Regarding the geological evidence for macroevolution, Darwin wrote: "But just in proportion as this process of extermination has acted on an enormous scale, so must the number of intermediate varieties, which have formerly existed, be truly enormous. Why then is not every geological formation and every stratum full of such intermediate links? Geology assuredly does not reveal any such finely graduated organic chain; and this, perhaps, is the most obvious and serious objection which can be urged against the theory. The explanation lies, as I believe, in the extreme imperfection of the geological record."
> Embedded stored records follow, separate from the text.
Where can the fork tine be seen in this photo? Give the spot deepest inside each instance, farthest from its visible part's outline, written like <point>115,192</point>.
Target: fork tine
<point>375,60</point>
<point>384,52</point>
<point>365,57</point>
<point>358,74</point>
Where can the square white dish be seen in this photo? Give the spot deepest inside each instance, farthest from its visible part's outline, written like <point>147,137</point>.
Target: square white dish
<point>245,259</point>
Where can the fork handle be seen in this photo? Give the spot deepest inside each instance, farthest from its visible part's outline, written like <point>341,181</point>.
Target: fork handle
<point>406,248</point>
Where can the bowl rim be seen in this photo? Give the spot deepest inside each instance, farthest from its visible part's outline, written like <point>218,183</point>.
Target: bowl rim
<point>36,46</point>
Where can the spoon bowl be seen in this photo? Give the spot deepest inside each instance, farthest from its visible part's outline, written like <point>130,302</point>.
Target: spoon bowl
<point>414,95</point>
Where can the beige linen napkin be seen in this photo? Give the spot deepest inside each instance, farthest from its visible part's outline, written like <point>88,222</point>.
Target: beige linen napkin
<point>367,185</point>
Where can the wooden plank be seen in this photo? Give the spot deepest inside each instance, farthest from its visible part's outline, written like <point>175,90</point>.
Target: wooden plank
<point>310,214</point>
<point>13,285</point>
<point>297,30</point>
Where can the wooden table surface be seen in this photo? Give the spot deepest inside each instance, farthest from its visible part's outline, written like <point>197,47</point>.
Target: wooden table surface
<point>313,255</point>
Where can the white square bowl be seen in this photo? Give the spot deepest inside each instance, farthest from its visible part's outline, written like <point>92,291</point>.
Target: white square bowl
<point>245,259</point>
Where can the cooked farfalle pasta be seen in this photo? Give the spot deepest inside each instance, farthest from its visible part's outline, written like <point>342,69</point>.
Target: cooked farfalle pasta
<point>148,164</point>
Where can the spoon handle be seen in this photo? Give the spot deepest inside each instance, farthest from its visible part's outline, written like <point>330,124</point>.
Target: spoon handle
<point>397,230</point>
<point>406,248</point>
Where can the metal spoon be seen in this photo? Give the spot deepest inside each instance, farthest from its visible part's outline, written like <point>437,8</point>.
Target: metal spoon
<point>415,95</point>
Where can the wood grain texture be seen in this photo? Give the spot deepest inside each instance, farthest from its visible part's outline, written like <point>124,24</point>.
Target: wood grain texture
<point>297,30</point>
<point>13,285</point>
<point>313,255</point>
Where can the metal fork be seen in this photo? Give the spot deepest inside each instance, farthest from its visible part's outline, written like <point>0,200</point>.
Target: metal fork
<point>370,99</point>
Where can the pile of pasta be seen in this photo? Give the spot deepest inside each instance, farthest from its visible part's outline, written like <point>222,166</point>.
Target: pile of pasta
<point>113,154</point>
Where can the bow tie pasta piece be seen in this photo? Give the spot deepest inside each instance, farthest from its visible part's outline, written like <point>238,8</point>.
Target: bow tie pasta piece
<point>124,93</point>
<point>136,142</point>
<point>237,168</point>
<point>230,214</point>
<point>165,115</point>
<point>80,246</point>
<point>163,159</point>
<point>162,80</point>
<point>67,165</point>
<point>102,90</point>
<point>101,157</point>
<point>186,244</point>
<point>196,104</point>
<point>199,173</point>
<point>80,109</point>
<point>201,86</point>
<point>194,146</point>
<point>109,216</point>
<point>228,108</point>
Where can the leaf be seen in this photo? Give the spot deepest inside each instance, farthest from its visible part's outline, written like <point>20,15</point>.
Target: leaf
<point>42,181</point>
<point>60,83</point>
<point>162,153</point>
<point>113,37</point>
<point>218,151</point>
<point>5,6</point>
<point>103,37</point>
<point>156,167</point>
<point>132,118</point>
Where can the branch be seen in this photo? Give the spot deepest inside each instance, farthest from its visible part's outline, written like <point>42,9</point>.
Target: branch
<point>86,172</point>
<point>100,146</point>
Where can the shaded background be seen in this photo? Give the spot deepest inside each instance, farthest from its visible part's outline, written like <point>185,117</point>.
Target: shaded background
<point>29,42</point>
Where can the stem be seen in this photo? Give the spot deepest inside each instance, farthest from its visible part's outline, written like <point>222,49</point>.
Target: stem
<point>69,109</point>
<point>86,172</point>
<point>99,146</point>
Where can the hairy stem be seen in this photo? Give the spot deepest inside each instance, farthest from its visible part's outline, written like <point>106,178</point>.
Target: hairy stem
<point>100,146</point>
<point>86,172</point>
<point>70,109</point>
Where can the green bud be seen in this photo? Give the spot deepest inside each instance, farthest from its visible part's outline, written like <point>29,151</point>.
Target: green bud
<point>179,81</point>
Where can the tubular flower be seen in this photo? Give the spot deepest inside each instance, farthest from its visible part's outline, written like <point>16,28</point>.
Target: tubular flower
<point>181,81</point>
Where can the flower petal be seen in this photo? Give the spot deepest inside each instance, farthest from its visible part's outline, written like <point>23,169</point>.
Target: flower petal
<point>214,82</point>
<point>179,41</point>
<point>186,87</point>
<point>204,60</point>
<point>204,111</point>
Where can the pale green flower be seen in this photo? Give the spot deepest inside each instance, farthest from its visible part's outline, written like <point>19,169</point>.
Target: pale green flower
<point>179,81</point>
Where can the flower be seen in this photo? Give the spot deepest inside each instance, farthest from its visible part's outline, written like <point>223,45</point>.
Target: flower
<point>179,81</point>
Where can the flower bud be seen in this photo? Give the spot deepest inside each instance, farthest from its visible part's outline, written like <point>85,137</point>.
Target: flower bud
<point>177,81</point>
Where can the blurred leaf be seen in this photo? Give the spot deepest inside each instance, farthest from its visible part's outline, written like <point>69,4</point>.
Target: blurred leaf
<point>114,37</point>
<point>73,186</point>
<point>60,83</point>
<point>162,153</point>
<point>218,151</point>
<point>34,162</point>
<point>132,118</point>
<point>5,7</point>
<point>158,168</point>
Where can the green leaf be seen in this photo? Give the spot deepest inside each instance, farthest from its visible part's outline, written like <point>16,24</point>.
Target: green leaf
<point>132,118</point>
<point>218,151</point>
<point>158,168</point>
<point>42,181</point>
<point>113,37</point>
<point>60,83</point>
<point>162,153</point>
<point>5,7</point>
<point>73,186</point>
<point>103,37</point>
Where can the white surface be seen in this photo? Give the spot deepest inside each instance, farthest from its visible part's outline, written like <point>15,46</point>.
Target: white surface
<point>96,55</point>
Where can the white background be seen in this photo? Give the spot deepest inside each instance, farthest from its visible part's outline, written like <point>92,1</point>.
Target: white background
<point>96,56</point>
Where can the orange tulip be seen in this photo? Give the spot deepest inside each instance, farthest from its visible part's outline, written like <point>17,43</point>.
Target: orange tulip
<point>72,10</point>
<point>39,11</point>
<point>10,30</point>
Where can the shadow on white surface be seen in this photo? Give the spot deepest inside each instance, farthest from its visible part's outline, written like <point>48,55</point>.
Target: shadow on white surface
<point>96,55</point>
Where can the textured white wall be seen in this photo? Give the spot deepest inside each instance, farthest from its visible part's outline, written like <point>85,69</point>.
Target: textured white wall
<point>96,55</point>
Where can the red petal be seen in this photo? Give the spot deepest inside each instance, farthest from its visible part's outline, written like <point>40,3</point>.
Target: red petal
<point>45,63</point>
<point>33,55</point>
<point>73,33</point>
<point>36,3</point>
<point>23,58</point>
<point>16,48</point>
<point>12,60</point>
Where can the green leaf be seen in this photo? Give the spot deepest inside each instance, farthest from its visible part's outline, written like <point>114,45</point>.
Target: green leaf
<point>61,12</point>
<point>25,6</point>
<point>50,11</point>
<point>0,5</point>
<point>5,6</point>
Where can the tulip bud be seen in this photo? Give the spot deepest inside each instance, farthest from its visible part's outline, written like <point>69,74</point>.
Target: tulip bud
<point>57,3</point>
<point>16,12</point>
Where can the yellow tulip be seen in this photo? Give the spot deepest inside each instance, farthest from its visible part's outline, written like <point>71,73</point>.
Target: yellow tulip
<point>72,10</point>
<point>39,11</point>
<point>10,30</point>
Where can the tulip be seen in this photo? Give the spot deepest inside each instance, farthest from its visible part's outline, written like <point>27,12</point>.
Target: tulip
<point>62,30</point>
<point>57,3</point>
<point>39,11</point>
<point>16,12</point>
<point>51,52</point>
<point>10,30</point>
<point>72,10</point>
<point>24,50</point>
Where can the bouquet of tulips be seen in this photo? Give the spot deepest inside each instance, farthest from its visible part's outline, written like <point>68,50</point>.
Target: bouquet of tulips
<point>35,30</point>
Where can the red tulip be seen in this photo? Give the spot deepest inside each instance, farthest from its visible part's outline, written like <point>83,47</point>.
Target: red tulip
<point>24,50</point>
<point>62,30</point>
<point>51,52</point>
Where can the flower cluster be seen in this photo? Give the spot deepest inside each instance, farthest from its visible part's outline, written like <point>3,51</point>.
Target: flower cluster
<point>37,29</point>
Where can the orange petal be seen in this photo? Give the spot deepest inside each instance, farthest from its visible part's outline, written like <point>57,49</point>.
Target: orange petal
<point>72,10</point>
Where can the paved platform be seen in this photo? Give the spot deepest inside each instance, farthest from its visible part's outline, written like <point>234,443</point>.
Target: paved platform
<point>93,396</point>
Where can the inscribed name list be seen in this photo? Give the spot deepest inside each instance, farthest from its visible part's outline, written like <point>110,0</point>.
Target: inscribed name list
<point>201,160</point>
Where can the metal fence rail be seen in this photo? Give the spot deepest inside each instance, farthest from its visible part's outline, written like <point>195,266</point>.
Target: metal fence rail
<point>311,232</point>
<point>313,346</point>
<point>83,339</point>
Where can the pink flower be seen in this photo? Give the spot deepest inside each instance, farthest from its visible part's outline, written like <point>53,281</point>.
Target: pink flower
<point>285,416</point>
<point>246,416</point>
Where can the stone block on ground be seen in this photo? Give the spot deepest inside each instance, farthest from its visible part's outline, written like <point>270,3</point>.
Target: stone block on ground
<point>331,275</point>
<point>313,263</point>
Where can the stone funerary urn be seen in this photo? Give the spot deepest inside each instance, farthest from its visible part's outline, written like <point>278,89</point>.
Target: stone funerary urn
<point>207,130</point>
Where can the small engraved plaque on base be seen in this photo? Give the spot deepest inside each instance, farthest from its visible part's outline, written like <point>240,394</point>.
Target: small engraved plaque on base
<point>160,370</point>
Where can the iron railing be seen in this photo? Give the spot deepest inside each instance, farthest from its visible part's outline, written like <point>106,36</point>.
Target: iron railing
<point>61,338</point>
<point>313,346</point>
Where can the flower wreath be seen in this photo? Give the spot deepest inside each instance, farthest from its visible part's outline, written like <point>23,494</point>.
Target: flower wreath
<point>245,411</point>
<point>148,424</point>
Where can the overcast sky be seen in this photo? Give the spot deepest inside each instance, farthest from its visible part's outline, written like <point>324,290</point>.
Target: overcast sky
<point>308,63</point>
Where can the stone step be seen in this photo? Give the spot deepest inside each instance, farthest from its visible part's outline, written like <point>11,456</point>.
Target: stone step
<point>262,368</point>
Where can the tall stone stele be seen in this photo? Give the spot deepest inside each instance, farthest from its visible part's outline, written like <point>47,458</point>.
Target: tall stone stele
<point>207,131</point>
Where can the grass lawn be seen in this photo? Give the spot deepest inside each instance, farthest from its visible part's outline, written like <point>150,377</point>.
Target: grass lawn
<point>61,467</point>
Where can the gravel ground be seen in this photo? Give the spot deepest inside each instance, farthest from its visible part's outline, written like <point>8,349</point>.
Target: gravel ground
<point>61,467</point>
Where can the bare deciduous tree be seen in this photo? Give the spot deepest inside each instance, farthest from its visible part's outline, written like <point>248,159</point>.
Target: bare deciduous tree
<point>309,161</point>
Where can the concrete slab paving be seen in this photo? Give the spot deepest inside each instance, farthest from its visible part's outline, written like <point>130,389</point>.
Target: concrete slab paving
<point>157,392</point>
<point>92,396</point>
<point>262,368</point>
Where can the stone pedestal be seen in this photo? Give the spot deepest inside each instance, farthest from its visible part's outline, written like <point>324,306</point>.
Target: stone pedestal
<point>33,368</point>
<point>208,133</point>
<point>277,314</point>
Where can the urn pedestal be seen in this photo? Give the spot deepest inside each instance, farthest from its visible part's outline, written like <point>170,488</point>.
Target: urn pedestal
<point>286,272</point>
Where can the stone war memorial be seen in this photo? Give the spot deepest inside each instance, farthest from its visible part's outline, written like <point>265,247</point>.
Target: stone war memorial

Darwin was saying that in his time, the geological record didn't support his theory, but he expected that to change as we learned and discovered more. Unfortunately for Darwin, the geological record has been developed to a much greater degree in the past 150 years, and the lack of "intermediate links" is so great that Darwinists such as Stephen Jay Gould have resorted to proposing theories like punctuated equilibrium.

Punctuated equilibrium posits that, for unknown reasons, evolution works very slowly for longs periods of time, followed by great change in relatively short periods of time. This does not really conform to Darwin's theory, which in his own words, "can never take a great and sudden leap, but must advance by short and sure, though slow steps." It is modern evolution's attempt to explain away a fossil record that doesn't support their theory of life's development.

We hope that this article was able to clarify some of the misconceptions perpetuated in "Considering creationism offers interesting insight." The author's use of the straw-man argument to attack creationism and his blind acceptance of evolution (presumably both macro and micro) necessitated a response for the sake of clarity.